Describing Putin as “a little man” who had stolen “a tonne of money” and was desperately scared of his people, Mr Browder said the Russian President started the Ukraine war as a distraction and would be at the Estonian border if he wins the war.

“In 22 years, a trillion dollars has been stolen by Putin and his cronies since he came to power. That was money that was supposed to be spent on health care, hospitals and schools, roads and public services, instead was spent on private jets and $500 million yachts and all sorts of disgusting and unnecessary things.

“That kind of money over 22 year period, you have to expect this to be some blowback. Putin has put himself in the situation where this is physical survival is dependent on him staying in power.

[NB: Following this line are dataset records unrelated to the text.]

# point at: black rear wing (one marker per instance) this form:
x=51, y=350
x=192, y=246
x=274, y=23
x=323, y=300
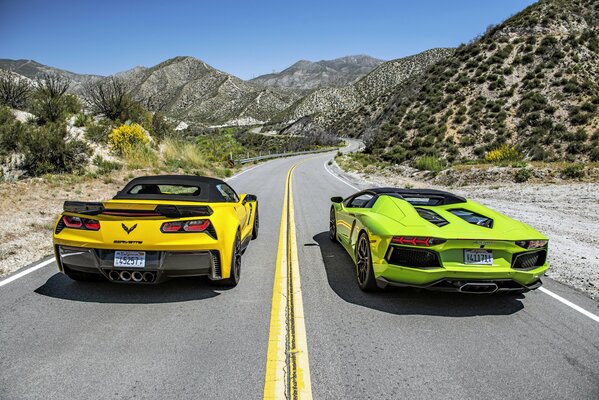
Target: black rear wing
x=165, y=210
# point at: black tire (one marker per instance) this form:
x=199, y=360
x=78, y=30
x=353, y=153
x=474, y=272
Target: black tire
x=233, y=279
x=256, y=224
x=364, y=272
x=333, y=226
x=83, y=276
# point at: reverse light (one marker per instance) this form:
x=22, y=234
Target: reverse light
x=417, y=240
x=532, y=244
x=81, y=223
x=199, y=225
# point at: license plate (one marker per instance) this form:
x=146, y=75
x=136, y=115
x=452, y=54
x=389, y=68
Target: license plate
x=131, y=259
x=478, y=257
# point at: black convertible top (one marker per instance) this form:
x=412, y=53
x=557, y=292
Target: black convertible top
x=199, y=189
x=446, y=197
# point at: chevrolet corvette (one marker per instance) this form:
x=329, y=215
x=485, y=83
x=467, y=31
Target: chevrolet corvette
x=155, y=228
x=436, y=240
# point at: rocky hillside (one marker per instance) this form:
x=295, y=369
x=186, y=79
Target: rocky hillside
x=329, y=102
x=530, y=82
x=194, y=91
x=30, y=69
x=326, y=73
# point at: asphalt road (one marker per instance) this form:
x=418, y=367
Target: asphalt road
x=185, y=338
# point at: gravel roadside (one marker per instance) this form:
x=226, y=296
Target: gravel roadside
x=568, y=213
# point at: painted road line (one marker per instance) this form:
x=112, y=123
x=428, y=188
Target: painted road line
x=287, y=366
x=570, y=304
x=27, y=271
x=338, y=177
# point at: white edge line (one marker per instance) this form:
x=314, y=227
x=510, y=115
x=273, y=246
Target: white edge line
x=337, y=177
x=242, y=172
x=27, y=271
x=570, y=304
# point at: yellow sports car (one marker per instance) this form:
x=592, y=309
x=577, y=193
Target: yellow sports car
x=158, y=227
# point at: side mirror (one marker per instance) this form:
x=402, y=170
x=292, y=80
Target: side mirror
x=249, y=197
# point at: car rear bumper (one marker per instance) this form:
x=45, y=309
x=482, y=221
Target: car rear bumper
x=159, y=265
x=452, y=278
x=467, y=285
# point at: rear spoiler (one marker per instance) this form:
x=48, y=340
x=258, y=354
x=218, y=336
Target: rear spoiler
x=166, y=210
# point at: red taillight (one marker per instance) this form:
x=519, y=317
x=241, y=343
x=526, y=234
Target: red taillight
x=80, y=223
x=196, y=226
x=171, y=226
x=199, y=225
x=91, y=224
x=72, y=222
x=417, y=240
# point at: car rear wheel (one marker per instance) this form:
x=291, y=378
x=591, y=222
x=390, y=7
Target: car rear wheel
x=364, y=272
x=233, y=279
x=332, y=225
x=256, y=225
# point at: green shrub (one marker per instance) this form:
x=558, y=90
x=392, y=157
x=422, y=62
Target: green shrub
x=105, y=166
x=504, y=153
x=81, y=120
x=140, y=155
x=574, y=171
x=122, y=138
x=11, y=132
x=522, y=175
x=97, y=132
x=430, y=163
x=181, y=154
x=46, y=151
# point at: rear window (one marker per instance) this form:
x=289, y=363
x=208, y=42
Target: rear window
x=472, y=217
x=178, y=190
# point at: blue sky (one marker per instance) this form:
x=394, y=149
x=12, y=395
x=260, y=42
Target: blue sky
x=244, y=38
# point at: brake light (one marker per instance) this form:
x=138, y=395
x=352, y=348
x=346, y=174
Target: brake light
x=72, y=222
x=81, y=223
x=417, y=240
x=532, y=244
x=199, y=225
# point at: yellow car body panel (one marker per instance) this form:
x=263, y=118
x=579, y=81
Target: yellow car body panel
x=136, y=227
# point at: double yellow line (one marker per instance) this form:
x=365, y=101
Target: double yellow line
x=287, y=367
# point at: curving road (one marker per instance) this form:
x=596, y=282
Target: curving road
x=61, y=339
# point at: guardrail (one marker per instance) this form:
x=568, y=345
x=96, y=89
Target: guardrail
x=278, y=155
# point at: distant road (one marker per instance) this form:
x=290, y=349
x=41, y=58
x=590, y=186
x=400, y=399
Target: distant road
x=185, y=338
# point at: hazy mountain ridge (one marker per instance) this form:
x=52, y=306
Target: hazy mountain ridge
x=530, y=81
x=307, y=75
x=328, y=102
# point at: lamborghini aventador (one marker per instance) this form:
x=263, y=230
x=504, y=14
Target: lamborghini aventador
x=436, y=240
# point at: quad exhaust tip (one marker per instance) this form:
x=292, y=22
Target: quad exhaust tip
x=128, y=276
x=478, y=287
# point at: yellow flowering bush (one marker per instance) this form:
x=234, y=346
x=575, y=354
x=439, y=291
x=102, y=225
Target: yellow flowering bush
x=503, y=153
x=124, y=137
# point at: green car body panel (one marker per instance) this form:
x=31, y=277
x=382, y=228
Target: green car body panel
x=389, y=216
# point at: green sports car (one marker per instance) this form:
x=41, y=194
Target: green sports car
x=436, y=240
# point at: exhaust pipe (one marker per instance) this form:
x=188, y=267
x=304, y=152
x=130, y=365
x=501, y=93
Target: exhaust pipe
x=125, y=275
x=148, y=276
x=137, y=276
x=114, y=276
x=475, y=287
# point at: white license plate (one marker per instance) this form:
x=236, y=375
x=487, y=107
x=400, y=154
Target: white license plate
x=131, y=259
x=478, y=257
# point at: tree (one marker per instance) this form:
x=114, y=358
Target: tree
x=14, y=90
x=50, y=97
x=109, y=96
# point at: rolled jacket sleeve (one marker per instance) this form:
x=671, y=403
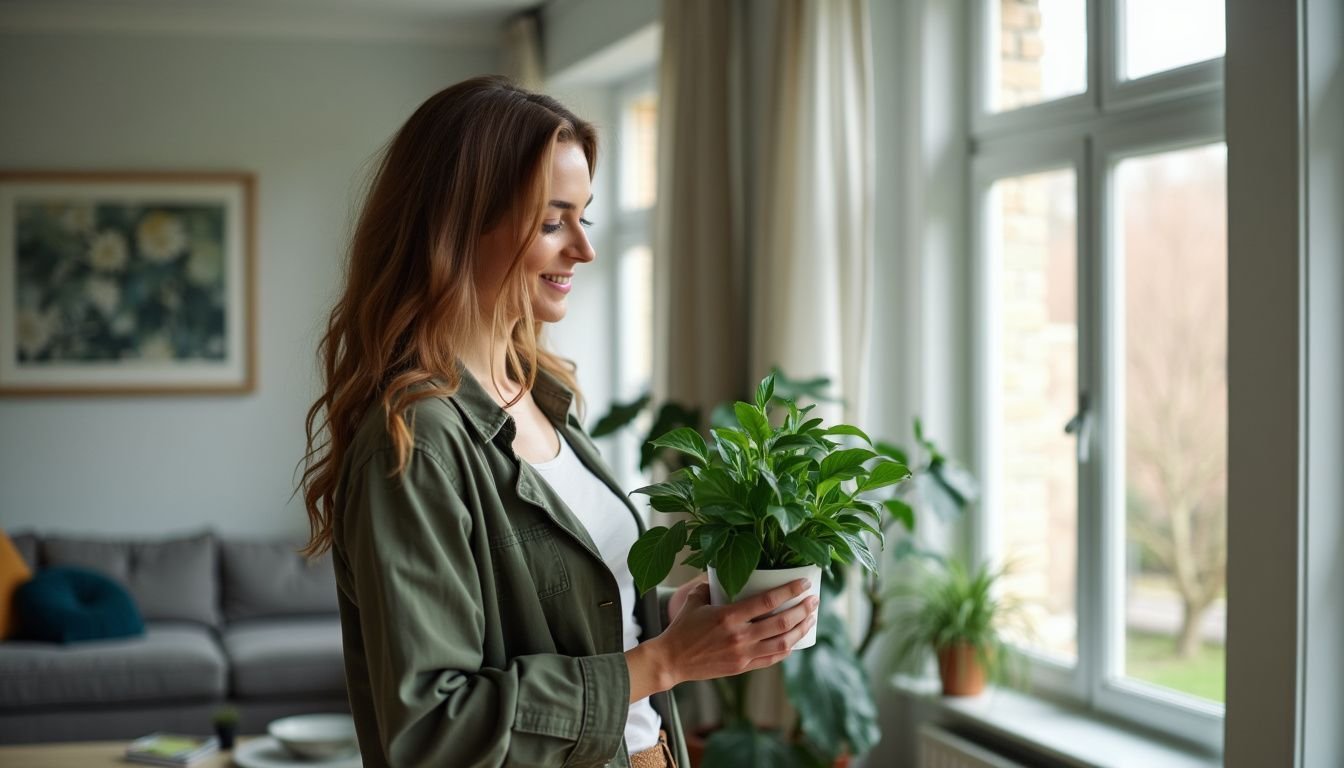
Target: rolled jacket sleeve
x=415, y=588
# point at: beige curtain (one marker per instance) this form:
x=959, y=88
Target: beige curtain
x=520, y=42
x=699, y=264
x=812, y=272
x=764, y=233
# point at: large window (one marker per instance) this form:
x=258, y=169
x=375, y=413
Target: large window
x=1101, y=261
x=635, y=149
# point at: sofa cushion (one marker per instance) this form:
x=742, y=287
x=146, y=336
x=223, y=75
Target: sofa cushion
x=285, y=658
x=14, y=572
x=171, y=662
x=266, y=579
x=66, y=604
x=170, y=579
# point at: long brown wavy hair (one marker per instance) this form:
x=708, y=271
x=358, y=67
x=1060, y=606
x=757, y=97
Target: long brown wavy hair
x=473, y=156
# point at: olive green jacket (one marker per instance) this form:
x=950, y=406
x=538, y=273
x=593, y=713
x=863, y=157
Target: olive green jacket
x=480, y=624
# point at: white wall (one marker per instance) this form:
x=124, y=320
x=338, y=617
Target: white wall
x=305, y=117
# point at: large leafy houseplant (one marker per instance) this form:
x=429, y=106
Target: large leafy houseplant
x=827, y=685
x=765, y=496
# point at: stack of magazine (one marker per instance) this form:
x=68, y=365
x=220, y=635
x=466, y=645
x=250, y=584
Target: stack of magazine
x=171, y=748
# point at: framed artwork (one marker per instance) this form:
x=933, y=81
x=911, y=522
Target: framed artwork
x=127, y=283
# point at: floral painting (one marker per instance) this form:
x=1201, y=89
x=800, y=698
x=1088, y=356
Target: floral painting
x=135, y=284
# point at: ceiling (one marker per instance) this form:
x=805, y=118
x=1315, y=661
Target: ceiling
x=467, y=22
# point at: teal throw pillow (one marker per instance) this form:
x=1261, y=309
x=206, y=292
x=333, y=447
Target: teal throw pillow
x=69, y=604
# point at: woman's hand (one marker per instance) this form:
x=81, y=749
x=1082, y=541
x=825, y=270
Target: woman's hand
x=706, y=642
x=678, y=599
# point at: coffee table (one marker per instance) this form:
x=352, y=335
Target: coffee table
x=88, y=755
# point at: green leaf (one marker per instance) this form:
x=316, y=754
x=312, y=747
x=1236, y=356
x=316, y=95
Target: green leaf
x=793, y=443
x=885, y=474
x=712, y=537
x=829, y=689
x=854, y=523
x=868, y=507
x=745, y=745
x=789, y=517
x=671, y=496
x=733, y=444
x=850, y=431
x=770, y=479
x=765, y=390
x=843, y=463
x=893, y=451
x=827, y=486
x=696, y=561
x=902, y=511
x=652, y=556
x=812, y=550
x=669, y=417
x=735, y=562
x=687, y=441
x=729, y=515
x=753, y=423
x=860, y=550
x=717, y=488
x=620, y=416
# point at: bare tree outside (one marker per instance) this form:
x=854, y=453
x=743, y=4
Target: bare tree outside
x=1175, y=253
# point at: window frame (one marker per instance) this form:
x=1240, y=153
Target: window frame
x=1090, y=133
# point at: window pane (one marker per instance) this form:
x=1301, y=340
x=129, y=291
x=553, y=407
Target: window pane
x=1035, y=527
x=1172, y=227
x=1168, y=34
x=635, y=353
x=639, y=151
x=1040, y=51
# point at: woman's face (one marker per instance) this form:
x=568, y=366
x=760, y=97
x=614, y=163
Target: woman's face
x=549, y=262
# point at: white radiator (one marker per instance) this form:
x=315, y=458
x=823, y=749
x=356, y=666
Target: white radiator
x=940, y=748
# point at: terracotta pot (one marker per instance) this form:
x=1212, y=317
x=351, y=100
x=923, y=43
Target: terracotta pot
x=695, y=745
x=960, y=669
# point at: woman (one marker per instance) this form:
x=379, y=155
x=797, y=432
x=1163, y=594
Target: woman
x=487, y=609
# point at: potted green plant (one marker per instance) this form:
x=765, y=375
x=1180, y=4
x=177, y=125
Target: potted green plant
x=226, y=725
x=958, y=616
x=768, y=503
x=828, y=685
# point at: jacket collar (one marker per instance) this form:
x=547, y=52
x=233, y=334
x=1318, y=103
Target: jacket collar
x=488, y=418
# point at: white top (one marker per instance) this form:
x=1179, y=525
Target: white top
x=613, y=530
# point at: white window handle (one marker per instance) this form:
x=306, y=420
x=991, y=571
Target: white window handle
x=1081, y=428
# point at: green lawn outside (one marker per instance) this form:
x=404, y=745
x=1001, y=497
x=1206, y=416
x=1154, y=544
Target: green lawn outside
x=1152, y=658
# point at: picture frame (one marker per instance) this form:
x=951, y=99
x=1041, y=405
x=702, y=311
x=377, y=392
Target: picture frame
x=127, y=283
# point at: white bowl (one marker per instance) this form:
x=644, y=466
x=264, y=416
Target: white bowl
x=315, y=736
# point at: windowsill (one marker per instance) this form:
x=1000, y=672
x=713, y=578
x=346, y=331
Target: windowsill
x=1057, y=731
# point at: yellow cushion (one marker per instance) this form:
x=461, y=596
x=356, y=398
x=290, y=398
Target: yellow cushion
x=14, y=572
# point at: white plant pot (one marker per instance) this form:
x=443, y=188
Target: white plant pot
x=768, y=580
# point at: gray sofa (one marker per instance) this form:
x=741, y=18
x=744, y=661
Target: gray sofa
x=247, y=623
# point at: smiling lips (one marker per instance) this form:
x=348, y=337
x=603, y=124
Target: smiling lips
x=558, y=281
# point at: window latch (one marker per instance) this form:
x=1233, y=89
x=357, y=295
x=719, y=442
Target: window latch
x=1081, y=428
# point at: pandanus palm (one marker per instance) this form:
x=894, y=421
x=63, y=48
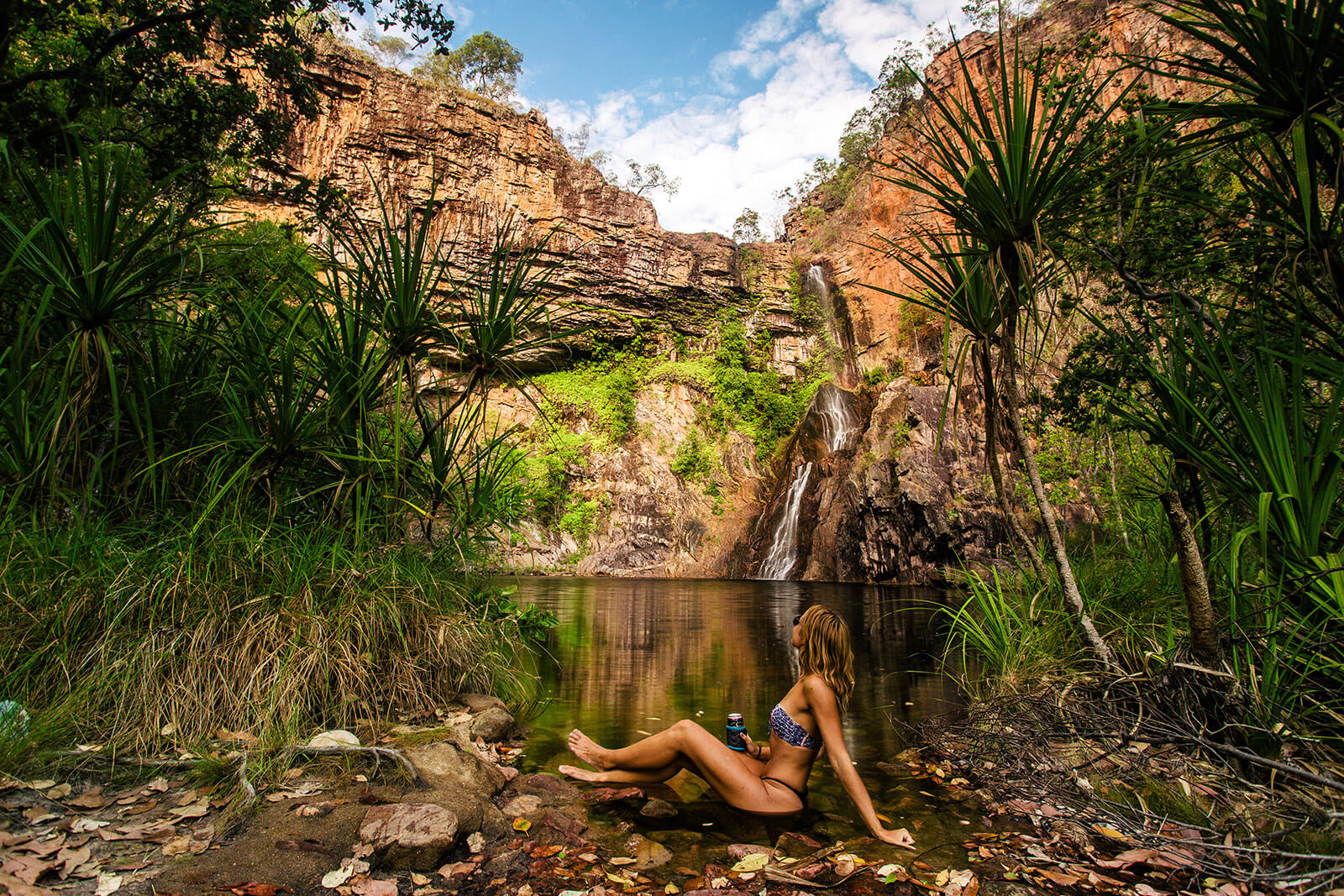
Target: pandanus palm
x=1270, y=74
x=102, y=257
x=958, y=288
x=1007, y=170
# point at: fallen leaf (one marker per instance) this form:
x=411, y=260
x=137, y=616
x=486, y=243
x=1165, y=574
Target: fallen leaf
x=29, y=869
x=73, y=859
x=194, y=810
x=91, y=799
x=1058, y=876
x=753, y=862
x=176, y=846
x=1110, y=832
x=457, y=868
x=44, y=848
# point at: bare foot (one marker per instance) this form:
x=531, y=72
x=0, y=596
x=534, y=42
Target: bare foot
x=588, y=750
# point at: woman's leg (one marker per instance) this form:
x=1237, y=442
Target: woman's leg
x=689, y=745
x=622, y=777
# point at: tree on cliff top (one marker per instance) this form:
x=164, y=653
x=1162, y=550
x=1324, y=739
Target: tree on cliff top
x=175, y=78
x=746, y=228
x=484, y=63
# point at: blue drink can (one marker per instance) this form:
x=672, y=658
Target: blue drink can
x=736, y=731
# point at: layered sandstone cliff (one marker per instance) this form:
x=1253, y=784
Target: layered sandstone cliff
x=382, y=134
x=855, y=239
x=900, y=501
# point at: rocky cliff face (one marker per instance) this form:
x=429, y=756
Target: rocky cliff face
x=383, y=134
x=900, y=504
x=893, y=503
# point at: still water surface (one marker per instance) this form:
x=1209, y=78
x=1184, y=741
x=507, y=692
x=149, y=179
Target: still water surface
x=629, y=658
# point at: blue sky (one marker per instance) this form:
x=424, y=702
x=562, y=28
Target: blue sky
x=732, y=97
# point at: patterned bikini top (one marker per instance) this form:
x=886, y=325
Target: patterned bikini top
x=790, y=731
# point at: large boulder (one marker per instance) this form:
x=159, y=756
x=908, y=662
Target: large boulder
x=409, y=836
x=448, y=766
x=492, y=725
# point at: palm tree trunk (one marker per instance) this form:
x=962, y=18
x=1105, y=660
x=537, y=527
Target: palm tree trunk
x=1115, y=490
x=1073, y=597
x=1200, y=607
x=987, y=376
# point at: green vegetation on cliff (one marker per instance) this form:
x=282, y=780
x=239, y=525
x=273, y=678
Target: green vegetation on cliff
x=217, y=446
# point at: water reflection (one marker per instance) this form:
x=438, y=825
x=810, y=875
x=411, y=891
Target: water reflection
x=632, y=656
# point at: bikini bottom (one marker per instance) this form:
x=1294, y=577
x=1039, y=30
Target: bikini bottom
x=803, y=794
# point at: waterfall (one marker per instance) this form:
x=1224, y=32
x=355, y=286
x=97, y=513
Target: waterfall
x=837, y=432
x=837, y=422
x=784, y=543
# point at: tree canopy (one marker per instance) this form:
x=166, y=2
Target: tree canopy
x=484, y=63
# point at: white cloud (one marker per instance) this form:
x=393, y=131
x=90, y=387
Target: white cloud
x=732, y=152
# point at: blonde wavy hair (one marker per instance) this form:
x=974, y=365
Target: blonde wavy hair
x=826, y=652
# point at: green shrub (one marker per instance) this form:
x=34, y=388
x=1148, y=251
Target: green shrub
x=578, y=519
x=692, y=459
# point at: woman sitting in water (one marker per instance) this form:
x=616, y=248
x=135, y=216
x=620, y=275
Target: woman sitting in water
x=765, y=779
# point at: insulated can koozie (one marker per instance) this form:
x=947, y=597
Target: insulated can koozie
x=736, y=731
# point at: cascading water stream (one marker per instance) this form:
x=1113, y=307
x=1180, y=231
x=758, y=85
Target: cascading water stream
x=839, y=429
x=837, y=422
x=784, y=543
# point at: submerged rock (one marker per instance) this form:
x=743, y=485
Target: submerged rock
x=492, y=725
x=659, y=809
x=648, y=853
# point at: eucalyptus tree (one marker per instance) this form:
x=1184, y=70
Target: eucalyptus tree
x=1005, y=175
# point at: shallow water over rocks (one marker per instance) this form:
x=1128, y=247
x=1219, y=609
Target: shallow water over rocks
x=629, y=658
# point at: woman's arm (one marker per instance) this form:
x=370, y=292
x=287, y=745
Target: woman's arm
x=822, y=700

“So what does a dictator do who’s afraid of his own people? He pulls out the old dictator’s playbook prize for an enemy, and he starts a war... the purpose of going to war with Ukraine is to be a wartime president.”


Heavy hitters at Sohn

The first in-person Sohn Hearts & Minds investment conference since the Covid-19 pandemic has drawn a crowd of fundies, bankers and billionaires (and assorted others).

Those at the Thursday night knees-up to start proceedings included Premier Investments chair Solomon Lew and his wife Roza and Ariadne executive director Gary Weiss and wife Chrissy Steinmetz. Both are supporters of the conference, which donates proceeds to charity.

Gary Weiss and Chrissy Steinmetz.
Gary Weiss and Chrissy Steinmetz.

Also in Hobart for the event: AFL chief executive Gill McLachlan, Barrenjoey’s chief executive Brian Benari and co-executive chairmen Matthew Grounds and Guy Fowler, Andrew Forrest’s right hand man John Hartman and high-profile fund managers Geoff Wilson and Brendan O’Connor of Regal Funds Management.

The Sohn launch party, held at David Walsh’s MONA, was not short of funds management figures.

AFL chief exectuive Gil McLachlan at the conference
AFL chief exectuive Gil McLachlan at the conference

Also spotted: David Paradice, who last year agreed to sell half his operation to Charter Hall, Caledonia’s Mark Nelson, UniSuper’s chief investment officer John Pearce and Future Fund’s Ben Samild.

Then there was the Ukrainian delegation: BetaShares chief executive Alex Vynokur and Ukrainian ambassador Vasyl Myroshnychenko.

They’ll be watching Vladimir Putin’s no. 1 enemy (perhaps beyond Volodymyr Zelenskyy), Bill Browder. The financier is a major critic of the Russian government.